In a sense, the music conjured by League and Laurance is of an ilk better suited to the always uncomfortable term “world music” than the more traditionally rooted sounds typically tagged with the label. There’s a note of condescension and Western-centrism inherent in lumping together any folk music outside of the European classical tradition as “world music,” but
Where You Wish You Were is a fusion of global sounds that more accurately fits that vaguely defined term. It shares that quality with League’s ensemble Bokanté, which brought together influences from across the blues diaspora, in particular West African music and Delta blues, to create its own style-hopping hybrid.

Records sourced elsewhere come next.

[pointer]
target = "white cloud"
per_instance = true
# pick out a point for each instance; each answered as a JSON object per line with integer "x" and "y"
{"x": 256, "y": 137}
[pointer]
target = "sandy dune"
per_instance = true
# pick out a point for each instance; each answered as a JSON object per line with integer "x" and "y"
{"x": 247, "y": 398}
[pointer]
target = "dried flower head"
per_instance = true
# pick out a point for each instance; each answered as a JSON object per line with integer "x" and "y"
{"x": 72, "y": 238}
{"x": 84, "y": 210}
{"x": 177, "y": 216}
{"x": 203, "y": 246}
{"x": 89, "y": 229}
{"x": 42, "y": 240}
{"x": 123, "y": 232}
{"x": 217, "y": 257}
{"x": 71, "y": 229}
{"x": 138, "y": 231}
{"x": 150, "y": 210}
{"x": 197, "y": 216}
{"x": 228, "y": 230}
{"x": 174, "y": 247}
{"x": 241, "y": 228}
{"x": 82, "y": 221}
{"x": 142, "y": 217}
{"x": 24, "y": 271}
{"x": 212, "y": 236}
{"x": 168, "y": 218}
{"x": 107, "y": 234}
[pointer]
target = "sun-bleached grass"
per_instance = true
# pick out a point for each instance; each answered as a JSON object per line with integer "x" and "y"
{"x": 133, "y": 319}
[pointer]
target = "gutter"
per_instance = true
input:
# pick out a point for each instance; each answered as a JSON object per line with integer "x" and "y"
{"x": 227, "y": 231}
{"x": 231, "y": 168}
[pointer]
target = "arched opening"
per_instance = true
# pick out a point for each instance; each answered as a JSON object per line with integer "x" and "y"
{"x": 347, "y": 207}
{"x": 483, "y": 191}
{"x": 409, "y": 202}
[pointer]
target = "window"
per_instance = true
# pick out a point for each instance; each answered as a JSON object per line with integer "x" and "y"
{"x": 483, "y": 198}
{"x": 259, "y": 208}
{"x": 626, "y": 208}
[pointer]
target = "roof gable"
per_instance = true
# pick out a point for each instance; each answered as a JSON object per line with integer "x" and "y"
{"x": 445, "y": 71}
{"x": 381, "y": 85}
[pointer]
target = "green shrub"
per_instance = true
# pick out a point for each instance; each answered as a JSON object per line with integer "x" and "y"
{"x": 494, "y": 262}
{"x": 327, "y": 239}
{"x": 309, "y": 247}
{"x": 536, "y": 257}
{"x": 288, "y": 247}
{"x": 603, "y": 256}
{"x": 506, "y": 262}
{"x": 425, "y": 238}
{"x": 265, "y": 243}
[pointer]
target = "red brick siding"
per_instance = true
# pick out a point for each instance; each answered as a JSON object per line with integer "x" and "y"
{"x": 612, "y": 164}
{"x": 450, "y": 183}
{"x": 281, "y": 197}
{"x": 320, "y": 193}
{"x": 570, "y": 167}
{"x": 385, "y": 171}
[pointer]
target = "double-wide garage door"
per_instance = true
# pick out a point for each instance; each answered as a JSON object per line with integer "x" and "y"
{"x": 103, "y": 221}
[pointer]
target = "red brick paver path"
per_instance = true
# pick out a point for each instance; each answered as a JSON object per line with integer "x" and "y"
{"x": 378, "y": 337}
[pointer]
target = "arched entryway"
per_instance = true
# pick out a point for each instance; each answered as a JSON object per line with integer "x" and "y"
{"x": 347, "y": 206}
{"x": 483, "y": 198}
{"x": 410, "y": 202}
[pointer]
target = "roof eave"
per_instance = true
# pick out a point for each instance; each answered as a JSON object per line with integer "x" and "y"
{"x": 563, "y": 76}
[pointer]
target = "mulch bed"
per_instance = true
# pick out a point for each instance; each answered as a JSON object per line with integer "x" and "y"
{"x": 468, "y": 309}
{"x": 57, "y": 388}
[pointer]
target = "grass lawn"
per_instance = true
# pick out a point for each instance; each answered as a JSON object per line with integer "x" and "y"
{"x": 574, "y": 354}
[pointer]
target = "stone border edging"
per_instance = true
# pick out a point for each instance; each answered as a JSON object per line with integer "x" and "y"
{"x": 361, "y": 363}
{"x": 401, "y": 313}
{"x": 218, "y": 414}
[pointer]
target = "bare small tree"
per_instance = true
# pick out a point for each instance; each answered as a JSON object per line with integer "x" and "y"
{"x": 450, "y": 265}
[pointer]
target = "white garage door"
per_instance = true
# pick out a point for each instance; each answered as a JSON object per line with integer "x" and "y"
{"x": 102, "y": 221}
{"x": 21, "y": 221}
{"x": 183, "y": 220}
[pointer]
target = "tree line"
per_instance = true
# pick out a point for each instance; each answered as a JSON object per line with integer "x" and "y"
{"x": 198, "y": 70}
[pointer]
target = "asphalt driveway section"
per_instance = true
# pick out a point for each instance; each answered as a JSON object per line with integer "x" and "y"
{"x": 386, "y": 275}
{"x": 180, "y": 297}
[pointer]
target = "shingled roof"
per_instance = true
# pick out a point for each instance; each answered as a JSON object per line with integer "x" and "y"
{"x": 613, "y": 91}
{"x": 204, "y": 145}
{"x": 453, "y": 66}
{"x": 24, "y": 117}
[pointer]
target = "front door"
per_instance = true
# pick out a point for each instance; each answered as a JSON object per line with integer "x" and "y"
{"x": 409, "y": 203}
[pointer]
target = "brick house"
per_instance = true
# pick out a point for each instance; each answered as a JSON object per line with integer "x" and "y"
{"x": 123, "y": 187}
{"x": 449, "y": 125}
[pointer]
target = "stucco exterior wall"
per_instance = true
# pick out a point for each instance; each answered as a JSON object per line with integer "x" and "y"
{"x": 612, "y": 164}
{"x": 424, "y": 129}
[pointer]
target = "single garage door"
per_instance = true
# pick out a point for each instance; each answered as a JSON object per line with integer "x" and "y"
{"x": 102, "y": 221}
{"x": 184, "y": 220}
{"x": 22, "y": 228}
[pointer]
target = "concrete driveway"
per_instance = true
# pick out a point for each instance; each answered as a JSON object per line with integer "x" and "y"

League meanwhile dampens his piano strings with extra felt, resulting in a warm and cushioned sound that bolsters the atmospheric ambience of the music. Recorded at League’s home studio in Els Prats de Rei, Catalonia,
Where You Wish You Were resonates with a sense of open space, embracing the intimacy of the duo and situating their respective voices within a distinctive environment.
“We really wanted to drill down on the subtlety and purity of a composition,” Laurance says. “We tried to take away all the bells and whistles and just find the most distilled core of the composition in its purest form.”

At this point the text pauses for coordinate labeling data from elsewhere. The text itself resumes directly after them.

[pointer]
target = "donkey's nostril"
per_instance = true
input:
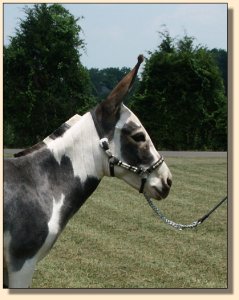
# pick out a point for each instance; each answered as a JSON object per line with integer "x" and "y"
{"x": 169, "y": 182}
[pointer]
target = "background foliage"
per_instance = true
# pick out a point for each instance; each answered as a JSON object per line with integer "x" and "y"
{"x": 180, "y": 99}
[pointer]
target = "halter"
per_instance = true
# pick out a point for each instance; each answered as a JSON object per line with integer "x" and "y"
{"x": 114, "y": 161}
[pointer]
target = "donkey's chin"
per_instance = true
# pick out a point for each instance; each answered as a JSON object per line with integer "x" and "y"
{"x": 158, "y": 194}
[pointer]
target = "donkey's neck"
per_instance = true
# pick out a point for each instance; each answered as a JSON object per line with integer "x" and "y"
{"x": 80, "y": 144}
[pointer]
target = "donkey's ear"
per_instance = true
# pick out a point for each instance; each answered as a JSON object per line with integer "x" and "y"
{"x": 116, "y": 97}
{"x": 108, "y": 111}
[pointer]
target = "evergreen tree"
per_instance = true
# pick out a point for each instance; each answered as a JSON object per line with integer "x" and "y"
{"x": 44, "y": 80}
{"x": 181, "y": 97}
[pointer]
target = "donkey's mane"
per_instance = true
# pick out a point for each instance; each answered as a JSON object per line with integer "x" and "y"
{"x": 54, "y": 135}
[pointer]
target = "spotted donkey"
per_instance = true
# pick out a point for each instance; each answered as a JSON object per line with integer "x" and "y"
{"x": 44, "y": 186}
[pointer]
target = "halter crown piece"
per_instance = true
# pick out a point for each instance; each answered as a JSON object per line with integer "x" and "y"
{"x": 119, "y": 92}
{"x": 114, "y": 161}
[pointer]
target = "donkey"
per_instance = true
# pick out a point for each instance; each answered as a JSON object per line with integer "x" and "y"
{"x": 44, "y": 186}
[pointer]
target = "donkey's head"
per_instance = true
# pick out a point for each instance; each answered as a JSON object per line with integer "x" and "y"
{"x": 131, "y": 153}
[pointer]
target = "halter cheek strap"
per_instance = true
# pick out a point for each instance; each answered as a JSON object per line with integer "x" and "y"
{"x": 114, "y": 161}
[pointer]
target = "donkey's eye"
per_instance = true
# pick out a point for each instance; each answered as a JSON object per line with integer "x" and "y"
{"x": 139, "y": 137}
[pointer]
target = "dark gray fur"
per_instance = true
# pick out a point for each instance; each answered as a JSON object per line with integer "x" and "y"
{"x": 134, "y": 153}
{"x": 30, "y": 183}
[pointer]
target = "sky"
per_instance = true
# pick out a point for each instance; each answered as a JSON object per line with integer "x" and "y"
{"x": 116, "y": 33}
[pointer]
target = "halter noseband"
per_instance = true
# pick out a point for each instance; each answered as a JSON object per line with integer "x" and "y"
{"x": 114, "y": 161}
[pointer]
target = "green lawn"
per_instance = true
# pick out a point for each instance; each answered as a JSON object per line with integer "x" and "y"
{"x": 116, "y": 240}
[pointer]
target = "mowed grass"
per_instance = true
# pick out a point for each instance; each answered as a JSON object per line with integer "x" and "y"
{"x": 116, "y": 240}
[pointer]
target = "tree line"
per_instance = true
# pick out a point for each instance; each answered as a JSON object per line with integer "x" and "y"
{"x": 180, "y": 97}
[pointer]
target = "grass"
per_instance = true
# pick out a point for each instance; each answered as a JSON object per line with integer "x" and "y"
{"x": 116, "y": 241}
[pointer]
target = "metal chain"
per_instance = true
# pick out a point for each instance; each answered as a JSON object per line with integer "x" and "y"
{"x": 178, "y": 225}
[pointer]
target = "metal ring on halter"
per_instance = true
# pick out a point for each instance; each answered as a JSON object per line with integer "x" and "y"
{"x": 114, "y": 161}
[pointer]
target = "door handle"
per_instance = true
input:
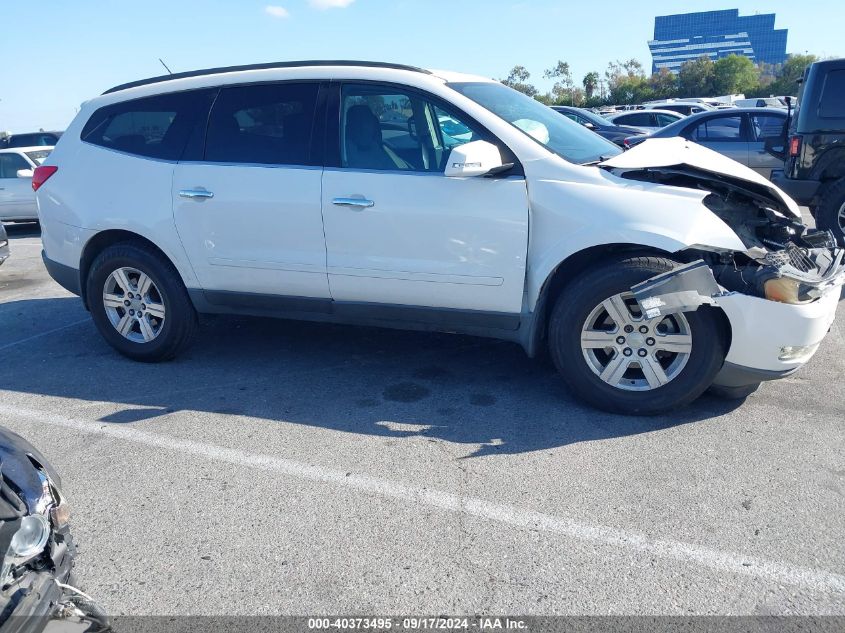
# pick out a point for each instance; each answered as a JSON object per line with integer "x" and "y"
{"x": 359, "y": 203}
{"x": 196, "y": 194}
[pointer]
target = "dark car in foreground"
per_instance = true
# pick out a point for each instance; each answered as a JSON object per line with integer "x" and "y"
{"x": 599, "y": 125}
{"x": 31, "y": 139}
{"x": 814, "y": 168}
{"x": 36, "y": 545}
{"x": 743, "y": 134}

There’s a hint of desert haze in the traded melody of “La Marinada,” which opens the album, followed by the entrancing arabesques of League’s “Meeting of the Mind.” A dance between piano and bass, “Round House” is the liveliest example of the duo’s bristling chemistry, while Laurance’s simply titled “Duo” dwells in a more hushed and tender realm, like secrets whispered between trusted friends. “Tricks” ventures closest to Snarky territory, its elastic groove and staccato piano hits evoking an acoustic reimagining of electronic music.
Eclecticism has come to be a defining factor of Snarky Puppy’s identity, and also the only unifying thread tying together League’s varied efforts as a producer, which have included projects by Crosby, jazz-pop singer-songwriter Becca Stevens, Afro-Peruvian vocalist Susana Baca, Portuguese
fado singer Gisela João, and most recently a meeting of Cuban rumba ensemble Los Muñequitos de Matanzas and Havana-based jazz group Afrocuba. Laurance shares a similar range, with solo albums veering from solo piano to orchestral collaborations and ambient electronica.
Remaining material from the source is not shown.